I also had 1+ hour of wonderful “free” motivational consulting from “Linda” today and I so appreciate that.  I’ve set-up a “fan page” (is that what it is termed?) on Facebook now – WRiskManager – just like here!  I hope these efforts to “brand” me as the North American “expert” (sorry but my competition is reluctant to utilize the internet and find it a waste of their time 😉 ) will pay huge dividends (and I am very optimistic).

Well, that appears to be it for a Thursday evening.

RISK – My 1st Post! – Well, at least it is #1 for here (and maybe better than my other attempts)

October 22, 2009

This is my first blog attempt here and I hope better than my previous efforts 🙂 .

I have just had the most amazing week in so many ways that my excitement is bubbling over, hehe.  Reason for this is that I wished one of my many online friends a Happy Birthday on Friday last week and he (Craig, you know who you are) then proceeded to offer me immense advice on blogging and setting-up my blog on this site 🙂 .  He explained that I should be blogging every time I see, meet or hear something about “risk” since that is my expertise.  Well, here goes my effort then.

So, what else made my week so spectacular?  Well, one call to a friend of mine (Mike B.) that led to a request to speak to a group of bankers, accountants, advisors, etc. and then an e-mail from another good friend of mine (Mike A.) to gauge my interest to speak for 1.25 hours early next year to a group of Managers and then a follow-up Skype message (Andy – No, not another Mike hehe) re another speech to a group of independent management advisors – this all on Friday!

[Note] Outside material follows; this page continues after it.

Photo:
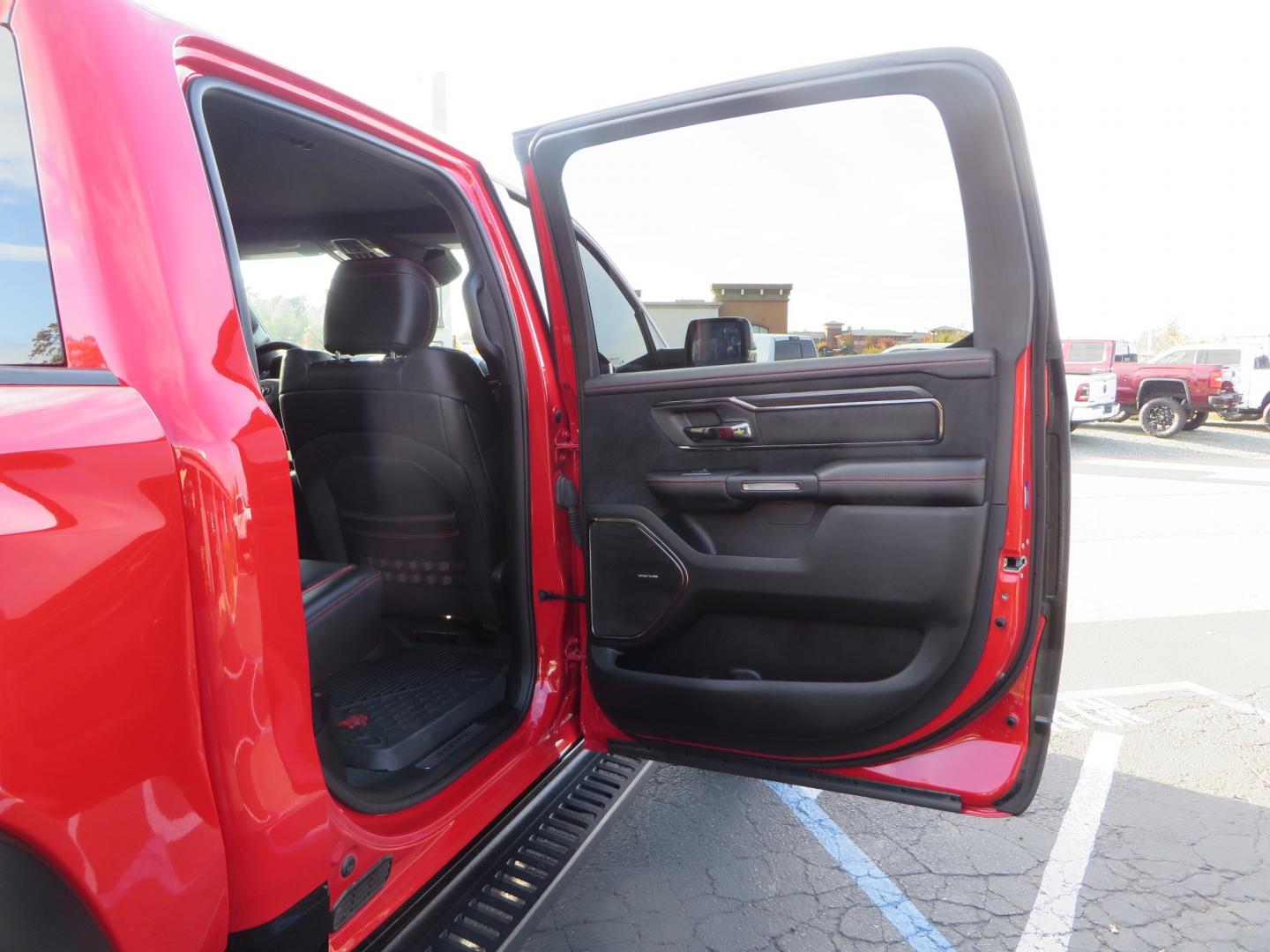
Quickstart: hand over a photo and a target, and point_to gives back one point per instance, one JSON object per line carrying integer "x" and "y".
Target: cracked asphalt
{"x": 1174, "y": 659}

I then proceeded to mentor another online friend (Victoria) who is making a career move from agent to commercial broker and I offered my years of experience and continuing guidance to assist her.  Even in the same geographic area, it is much easier to use phone/computer communication than managing the headaches derived from fighting traffic to meet face to face.

What else has happened since Friday, then?  Well, I’ve been working with a management consultant friend of mine on his one client’s insurance requirements and ensuring that they’ve been met at affordable premiums.  I’ve provided two contacts’ names/info to another contact of mine who is in need of their services, been provided a list of 50 lenders by a new online connection (sure is nice to share contacts who can recommend me) so that my work during the next week will be quite busy in prospecting.

Well, you can see where my excitement originates from, correct?

What do I do, though?  I work in Risk Management – identifying and analyzing risks, controlling and financing risks.  My expertise is derived from nearly 20 years of Retail Commercial Banking and 20+ years of Insurance/Risk Management.  I work in the realm of Legal Contracts & Leases to Financial Statements through the spectrum of Property, Liability, Income and Human Resources and include Currency, FX, Interest Rate (yes, I did work in Banking), Employee Dishonesty, Media, Trade Credit, Business Continuity and Continuation Planning, Workers’ Compensation and Occupational Health & Safety – a broad spectrum.

Where do I spend the bulk of my time?  I review various Lenders’ Loan Agreements and Borrowers’ Insurance Policies for compliance with the terms/conditions of a Loan, recommending improved security where appropriate and knowing when a particular condition may be waived, as needed.  I even was called upon by a Lender during this week to recommend whether a loan condition for a “seismic report” be required or not – the Borrower already had Earthquake insurance and was located in a zone known to have activity so that I recommended the file be notated to never allow the Borrower to not include “quake” coverage on the policy.

As you can see, a busy and interesting week.  Not knowing when to curtail my comments, I will sign off now and be back later in the week to add something new.